Today we tend to face our emotional problems by trying to figure them out and then changing our way of life.  Ficino put more trust in the simple things around us and our relationship with the concrete world. He showed how to use the imagination to see metaphors and poetry everywhere and use those metaphors to address our moods and feelings. The painters who studied with him didn’t just express themselves or try to capture realistic portraits and landscapes. They made amulets of their work, so that art works were sources of healing. Art as medicine.

Ficino advised making a diagnosis of our problems and needs and designing life accordingly. If you’re sad, listen to either sad music to really feel your emotions or try some jovial or venusian music to counter your mood. If you’re lonely, study the stories and images of Jupiter, the spirit of conviviality—an important word to Ficino.

As a therapist I try to think like Ficino as I look for simple remedies in the everyday world for emotional conflicts. How you take care of your house or workplace affects how you feel and how your relationships go. Architecture, interior design, fashion, jewelry, cooking—all these things can be therapeutic, helping you to get along in life emotionally.

In the same spirit a business leader might take care with the design of a workplace or commercial building.
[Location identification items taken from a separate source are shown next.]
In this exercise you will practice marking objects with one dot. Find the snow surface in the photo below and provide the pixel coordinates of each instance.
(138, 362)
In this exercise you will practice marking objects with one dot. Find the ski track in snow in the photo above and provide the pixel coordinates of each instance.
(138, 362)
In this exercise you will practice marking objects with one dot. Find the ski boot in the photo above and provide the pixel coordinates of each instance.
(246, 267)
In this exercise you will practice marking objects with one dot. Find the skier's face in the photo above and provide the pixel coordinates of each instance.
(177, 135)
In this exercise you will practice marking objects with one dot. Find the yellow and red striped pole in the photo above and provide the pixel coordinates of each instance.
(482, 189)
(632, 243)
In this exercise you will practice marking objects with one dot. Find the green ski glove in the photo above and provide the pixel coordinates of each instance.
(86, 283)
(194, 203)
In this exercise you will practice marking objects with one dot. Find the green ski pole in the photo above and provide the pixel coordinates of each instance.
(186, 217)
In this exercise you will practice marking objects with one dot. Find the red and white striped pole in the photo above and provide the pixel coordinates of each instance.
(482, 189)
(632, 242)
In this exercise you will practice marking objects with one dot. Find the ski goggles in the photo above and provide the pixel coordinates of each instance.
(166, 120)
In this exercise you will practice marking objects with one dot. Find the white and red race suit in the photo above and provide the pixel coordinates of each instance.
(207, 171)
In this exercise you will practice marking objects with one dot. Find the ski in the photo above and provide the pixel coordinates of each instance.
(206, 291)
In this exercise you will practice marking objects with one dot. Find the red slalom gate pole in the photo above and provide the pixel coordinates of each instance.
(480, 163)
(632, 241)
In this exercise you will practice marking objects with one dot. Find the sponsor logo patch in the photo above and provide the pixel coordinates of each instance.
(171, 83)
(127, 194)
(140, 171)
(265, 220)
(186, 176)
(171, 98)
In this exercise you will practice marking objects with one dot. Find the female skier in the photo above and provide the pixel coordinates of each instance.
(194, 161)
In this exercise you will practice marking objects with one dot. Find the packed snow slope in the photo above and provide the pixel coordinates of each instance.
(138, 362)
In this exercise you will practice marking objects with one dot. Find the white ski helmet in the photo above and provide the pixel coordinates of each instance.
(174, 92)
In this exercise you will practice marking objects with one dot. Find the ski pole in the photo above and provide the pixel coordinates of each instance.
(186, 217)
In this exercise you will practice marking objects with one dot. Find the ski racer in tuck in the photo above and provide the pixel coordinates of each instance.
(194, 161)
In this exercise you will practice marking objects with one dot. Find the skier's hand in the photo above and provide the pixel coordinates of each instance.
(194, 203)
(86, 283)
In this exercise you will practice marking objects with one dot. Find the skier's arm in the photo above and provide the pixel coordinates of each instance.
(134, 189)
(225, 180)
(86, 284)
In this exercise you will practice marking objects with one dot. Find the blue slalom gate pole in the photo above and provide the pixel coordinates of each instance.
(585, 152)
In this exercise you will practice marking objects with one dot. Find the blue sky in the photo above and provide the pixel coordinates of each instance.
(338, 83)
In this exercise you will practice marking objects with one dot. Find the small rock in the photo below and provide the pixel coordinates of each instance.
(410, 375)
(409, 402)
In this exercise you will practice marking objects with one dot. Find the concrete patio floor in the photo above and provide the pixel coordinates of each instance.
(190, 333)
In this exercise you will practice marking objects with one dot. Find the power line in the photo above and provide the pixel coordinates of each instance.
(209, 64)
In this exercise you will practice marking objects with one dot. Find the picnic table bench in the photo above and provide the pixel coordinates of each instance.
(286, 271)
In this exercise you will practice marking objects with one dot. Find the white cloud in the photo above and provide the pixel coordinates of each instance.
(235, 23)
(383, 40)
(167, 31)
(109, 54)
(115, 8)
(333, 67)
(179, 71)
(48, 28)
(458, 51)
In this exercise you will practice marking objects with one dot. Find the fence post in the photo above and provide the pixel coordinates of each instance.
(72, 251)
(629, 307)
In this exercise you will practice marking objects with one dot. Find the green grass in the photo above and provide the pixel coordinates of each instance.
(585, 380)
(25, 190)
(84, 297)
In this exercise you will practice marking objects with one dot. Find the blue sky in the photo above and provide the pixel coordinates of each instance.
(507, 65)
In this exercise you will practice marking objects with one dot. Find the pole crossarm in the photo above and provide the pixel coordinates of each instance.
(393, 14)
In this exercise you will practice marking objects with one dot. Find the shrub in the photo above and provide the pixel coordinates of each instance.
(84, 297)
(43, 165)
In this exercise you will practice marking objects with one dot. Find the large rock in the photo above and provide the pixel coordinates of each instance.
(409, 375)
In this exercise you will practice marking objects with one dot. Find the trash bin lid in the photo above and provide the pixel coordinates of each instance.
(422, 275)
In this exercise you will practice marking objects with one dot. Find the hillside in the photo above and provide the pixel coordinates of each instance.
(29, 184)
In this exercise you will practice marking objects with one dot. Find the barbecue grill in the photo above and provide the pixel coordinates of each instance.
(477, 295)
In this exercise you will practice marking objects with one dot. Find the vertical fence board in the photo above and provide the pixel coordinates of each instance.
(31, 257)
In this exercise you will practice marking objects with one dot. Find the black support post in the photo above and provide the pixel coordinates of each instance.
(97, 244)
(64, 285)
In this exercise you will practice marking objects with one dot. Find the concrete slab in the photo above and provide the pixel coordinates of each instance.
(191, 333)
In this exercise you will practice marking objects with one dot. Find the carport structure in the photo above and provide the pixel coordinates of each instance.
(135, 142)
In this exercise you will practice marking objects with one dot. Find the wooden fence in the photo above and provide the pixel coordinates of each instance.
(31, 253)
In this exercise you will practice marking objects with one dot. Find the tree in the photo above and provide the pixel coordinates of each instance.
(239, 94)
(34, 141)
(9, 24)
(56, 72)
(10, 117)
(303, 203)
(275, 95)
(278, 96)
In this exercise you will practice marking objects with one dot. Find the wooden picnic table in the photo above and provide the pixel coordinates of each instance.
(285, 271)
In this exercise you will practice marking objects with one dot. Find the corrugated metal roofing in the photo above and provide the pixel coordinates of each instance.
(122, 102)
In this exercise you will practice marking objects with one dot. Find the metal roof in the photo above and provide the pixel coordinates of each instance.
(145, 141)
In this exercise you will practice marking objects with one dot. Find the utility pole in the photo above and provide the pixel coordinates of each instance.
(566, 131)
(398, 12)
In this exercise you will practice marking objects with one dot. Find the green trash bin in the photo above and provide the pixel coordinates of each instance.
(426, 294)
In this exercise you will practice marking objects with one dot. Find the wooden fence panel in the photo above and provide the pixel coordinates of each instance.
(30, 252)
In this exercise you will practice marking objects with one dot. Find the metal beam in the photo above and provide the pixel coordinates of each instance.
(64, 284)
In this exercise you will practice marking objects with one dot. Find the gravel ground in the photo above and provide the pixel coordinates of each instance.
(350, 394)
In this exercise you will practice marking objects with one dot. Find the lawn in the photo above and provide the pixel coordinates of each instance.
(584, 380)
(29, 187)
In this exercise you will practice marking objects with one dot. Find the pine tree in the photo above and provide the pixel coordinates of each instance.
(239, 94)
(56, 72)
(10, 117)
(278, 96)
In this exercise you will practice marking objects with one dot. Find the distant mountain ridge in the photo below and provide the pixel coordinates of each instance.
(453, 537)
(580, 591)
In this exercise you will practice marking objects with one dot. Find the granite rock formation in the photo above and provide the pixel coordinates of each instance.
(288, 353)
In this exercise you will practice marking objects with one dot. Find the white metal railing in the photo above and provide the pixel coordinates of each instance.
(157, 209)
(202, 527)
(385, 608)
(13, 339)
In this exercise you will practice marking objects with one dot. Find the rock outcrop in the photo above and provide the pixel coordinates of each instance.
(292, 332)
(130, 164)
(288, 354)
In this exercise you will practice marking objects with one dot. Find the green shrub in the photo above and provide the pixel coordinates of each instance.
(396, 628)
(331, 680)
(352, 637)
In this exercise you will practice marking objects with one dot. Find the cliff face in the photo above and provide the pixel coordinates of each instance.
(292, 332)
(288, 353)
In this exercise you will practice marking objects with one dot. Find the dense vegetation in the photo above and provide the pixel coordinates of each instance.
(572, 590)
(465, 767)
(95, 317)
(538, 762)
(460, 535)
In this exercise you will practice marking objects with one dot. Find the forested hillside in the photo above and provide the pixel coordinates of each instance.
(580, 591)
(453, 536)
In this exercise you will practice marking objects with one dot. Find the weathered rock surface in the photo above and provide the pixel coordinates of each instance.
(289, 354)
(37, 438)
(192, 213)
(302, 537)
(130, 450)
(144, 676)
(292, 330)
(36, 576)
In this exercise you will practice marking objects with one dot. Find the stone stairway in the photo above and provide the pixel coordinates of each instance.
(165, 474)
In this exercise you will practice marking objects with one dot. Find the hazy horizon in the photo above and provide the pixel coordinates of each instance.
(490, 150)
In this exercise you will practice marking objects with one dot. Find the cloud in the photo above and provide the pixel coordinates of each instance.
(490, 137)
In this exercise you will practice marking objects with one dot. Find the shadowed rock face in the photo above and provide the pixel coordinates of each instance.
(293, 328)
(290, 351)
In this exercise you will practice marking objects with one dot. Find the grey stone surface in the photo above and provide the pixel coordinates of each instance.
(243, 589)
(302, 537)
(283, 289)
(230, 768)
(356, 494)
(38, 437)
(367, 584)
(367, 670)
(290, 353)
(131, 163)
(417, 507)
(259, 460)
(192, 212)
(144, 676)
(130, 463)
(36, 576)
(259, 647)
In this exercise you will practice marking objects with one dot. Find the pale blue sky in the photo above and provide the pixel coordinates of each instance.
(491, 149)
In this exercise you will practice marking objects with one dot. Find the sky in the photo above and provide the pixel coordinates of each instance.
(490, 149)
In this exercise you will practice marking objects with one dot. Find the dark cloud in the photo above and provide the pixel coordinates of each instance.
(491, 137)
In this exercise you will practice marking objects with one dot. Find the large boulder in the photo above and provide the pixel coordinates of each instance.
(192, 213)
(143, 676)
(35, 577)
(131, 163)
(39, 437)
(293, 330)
Government leaders could think more deeply about how the design of cities and transportation and government forms and announcements affects the feelings and well-being of citizens. Imagine a Ficino-inspired airport, in which the psyche or soul is taken into account.

Above all Ficino advocated a soulful society, where beauty, compassion, the humanities, good ideas, the arts and a convivial community could flourish. Go visit Florence and catch a glimpse of its fifteenth-century buildings and paintings and streets, and you might feel as I do that Ficino had a good idea.